Une femme comme repère
Fière moustache malgache

Fière moustache malgache

Esther est la figure centrale de ce roman presque poésie, femme libre et autogouvernée, seule figure de proue de sa propre cohérence. Dans l’Antananarivo des années 20, cette indépendance demande du courage. Amante du français Malvoiz, journaliste dont on ne sait trop qui il est, ni ce qu’il pense, ni ce qu’il cherche, et de quelques autres, elle refuse toute domination et aspire à être sans contrainte. Inconnue (du moins me semble-t-il) de nos parcours ombilico-métropolitains, sans doute car elle fait le double affront de ne ne publier qu’en langue hova et d’être une femme, elle donne, en français pour une fois, une leçon de langue.

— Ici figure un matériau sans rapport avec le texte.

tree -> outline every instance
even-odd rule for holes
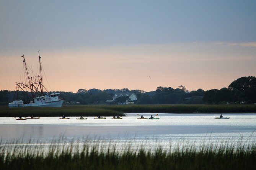
[[[179,87],[179,88],[181,89],[184,92],[187,92],[188,91],[188,90],[186,89],[186,88],[185,87],[185,86],[183,86],[183,85],[181,85],[180,86],[179,86],[178,87]]]
[[[228,86],[228,89],[233,92],[243,91],[250,87],[256,87],[256,78],[254,76],[242,77],[234,81]]]
[[[126,102],[126,101],[128,101],[129,99],[129,96],[122,96],[119,97],[116,99],[115,102],[116,103],[122,103],[124,104]]]
[[[77,93],[85,93],[86,92],[86,90],[84,88],[80,88],[77,90]]]
[[[209,104],[216,103],[217,101],[217,95],[218,90],[217,89],[212,89],[205,91],[205,93],[203,97],[203,101]]]

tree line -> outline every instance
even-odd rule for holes
[[[76,93],[55,91],[60,93],[60,96],[68,104],[103,104],[106,100],[113,99],[113,96],[118,93],[133,92],[137,96],[135,104],[228,104],[254,103],[256,103],[256,78],[254,76],[243,77],[232,82],[228,88],[219,90],[212,89],[205,91],[199,88],[189,92],[184,86],[178,88],[159,87],[156,90],[146,92],[139,90],[130,90],[122,89],[106,89],[101,90],[93,88],[86,90],[81,88]],[[15,91],[0,91],[0,105],[7,105],[12,101]],[[124,99],[118,99],[115,104]],[[18,98],[23,100],[29,99],[24,91],[19,93]]]

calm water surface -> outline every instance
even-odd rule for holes
[[[149,117],[151,113],[140,114]],[[156,114],[153,114],[153,116]],[[21,142],[51,143],[64,136],[68,141],[86,140],[112,141],[122,145],[130,142],[149,146],[168,147],[189,141],[196,145],[228,140],[248,144],[256,140],[256,114],[223,114],[230,119],[215,119],[218,114],[158,114],[159,120],[140,120],[137,114],[127,114],[122,119],[60,120],[59,117],[16,120],[0,118],[0,138],[3,141],[23,139]]]

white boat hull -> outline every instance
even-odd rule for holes
[[[13,102],[9,104],[9,107],[61,107],[63,103],[63,100],[57,101],[48,101],[45,102],[37,102],[27,104],[13,103]]]

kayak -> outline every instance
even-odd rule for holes
[[[98,117],[97,118],[93,117],[93,119],[106,119],[107,118],[106,117],[101,117],[100,118],[98,118]]]
[[[15,119],[16,119],[16,120],[27,120],[27,118],[26,118],[25,117],[24,118],[21,118],[21,119],[19,119],[19,118]]]
[[[220,117],[214,117],[214,118],[215,118],[215,119],[229,119],[229,117],[223,117],[220,118]]]
[[[26,117],[27,119],[40,119],[40,117]]]

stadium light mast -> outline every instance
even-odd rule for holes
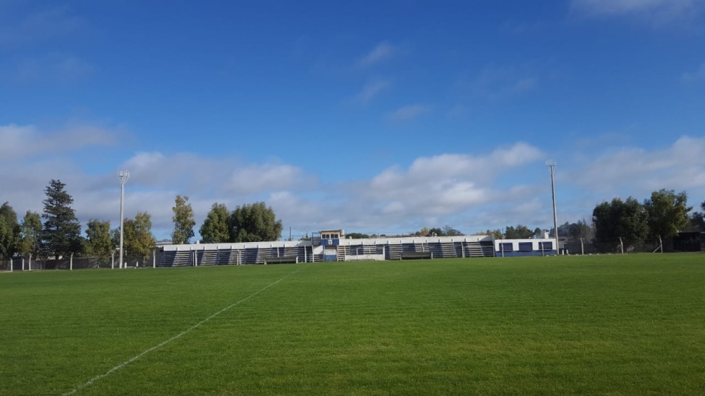
[[[551,196],[553,200],[553,236],[556,238],[556,254],[560,251],[558,249],[558,219],[556,210],[556,184],[553,182],[553,170],[556,168],[556,160],[548,160],[546,166],[551,170]]]
[[[130,172],[126,170],[121,170],[118,172],[118,177],[120,178],[120,263],[118,266],[118,268],[123,267],[123,201],[125,200],[125,183],[127,182],[128,178],[130,177]],[[125,266],[127,268],[127,265]]]

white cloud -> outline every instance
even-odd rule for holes
[[[431,113],[431,110],[433,108],[429,105],[407,105],[388,113],[387,119],[393,121],[413,120]]]
[[[397,47],[388,41],[382,41],[360,60],[360,65],[369,67],[381,63],[393,58],[398,51]]]
[[[398,167],[384,170],[362,186],[360,193],[373,205],[386,208],[386,213],[447,215],[509,198],[510,191],[499,193],[493,189],[493,179],[541,155],[535,147],[519,143],[484,156],[422,157],[406,171]]]
[[[463,77],[456,84],[477,96],[501,100],[535,89],[539,77],[520,68],[488,66],[476,77]]]
[[[615,196],[624,191],[640,196],[661,189],[703,191],[705,139],[682,136],[662,150],[619,148],[571,173],[566,177],[572,183]]]
[[[0,126],[0,160],[113,146],[118,134],[116,131],[82,123],[70,123],[56,131],[42,131],[35,125]]]
[[[1,6],[1,4],[0,4]],[[82,23],[67,7],[13,12],[0,9],[0,46],[18,46],[51,41],[79,31]]]
[[[572,0],[574,12],[588,17],[634,16],[656,25],[699,13],[700,0]]]
[[[70,151],[103,149],[106,140],[90,137],[94,134],[91,128],[97,127],[84,128],[67,127],[49,134],[31,125],[0,127],[0,185],[10,186],[3,190],[0,200],[8,201],[20,215],[27,210],[41,212],[44,189],[50,179],[60,179],[73,196],[83,224],[97,218],[115,226],[120,198],[116,171],[127,169],[130,177],[125,185],[125,215],[149,212],[159,238],[171,232],[176,194],[190,197],[197,231],[214,203],[233,209],[257,200],[272,206],[287,231],[290,226],[307,231],[342,227],[390,234],[449,224],[474,232],[517,224],[548,227],[552,223],[544,166],[549,155],[527,143],[472,155],[422,156],[407,166],[381,170],[369,179],[321,184],[316,174],[293,163],[245,162],[193,153],[139,152],[116,160],[114,168],[107,171],[86,170]],[[113,141],[109,131],[102,133],[106,141]],[[42,143],[45,140],[51,143]],[[37,143],[41,148],[32,148]],[[602,199],[630,195],[643,199],[663,188],[685,190],[692,194],[693,202],[705,198],[705,138],[683,136],[656,150],[623,147],[623,141],[613,144],[622,147],[594,148],[599,151],[591,157],[558,155],[561,222],[589,217]],[[49,155],[52,145],[71,154]],[[30,154],[11,157],[23,150]]]
[[[85,79],[93,70],[93,65],[83,59],[70,54],[53,53],[8,62],[0,68],[0,77],[20,84],[46,82],[69,84]]]
[[[684,82],[697,82],[705,81],[705,62],[694,72],[686,72],[680,75],[680,79]]]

On croise quelques figures périphériques de ce monde de création, entre littérature et politique, mais on ne s’éloigne jamais des deux protagonistes, réplique du tiraillement qui vit en R entre langue maternelle et français pollinisateur. Ce tumulte créatif, E, souveraine de sa langue, en profite, funambule assurée, pour tracer le chemin. R s’en nourrit, s’étoffe, en profite pour picorer au passage au jeu de la séduction, dont on doute qu’il l’intéresse vraiment, et recherche sa voix, celle qui inclut et surpasse les prétentions civilisatrices.
La parole en morceaux

 

Loup permet, par une langue très poétique, se nourrissant de vocabulaire malgache, un roman où la richesse des mots tient une place prépondérante, sans négliger de brosser, beautés évocatrices, les odeurs planant sur les les collines, la lourdeur des couchers de soleil un rien grandiloquents et de ses levers un peu poussifs et le fourmillement de la vie posée sur la poussière. Poreuses à la poésie, les phrases de Loup sont ciselées, suspendues, reprises. Le rythme est réinventé par les dialogues et les scènes où le corps s’émeut.
Le mélange élégant entre poésie, éclairage d’une période sur laquelle on s’est ensuite entendu pour jeter un voile pudique et personnages historiques toutefois méconnus est brillamment mené.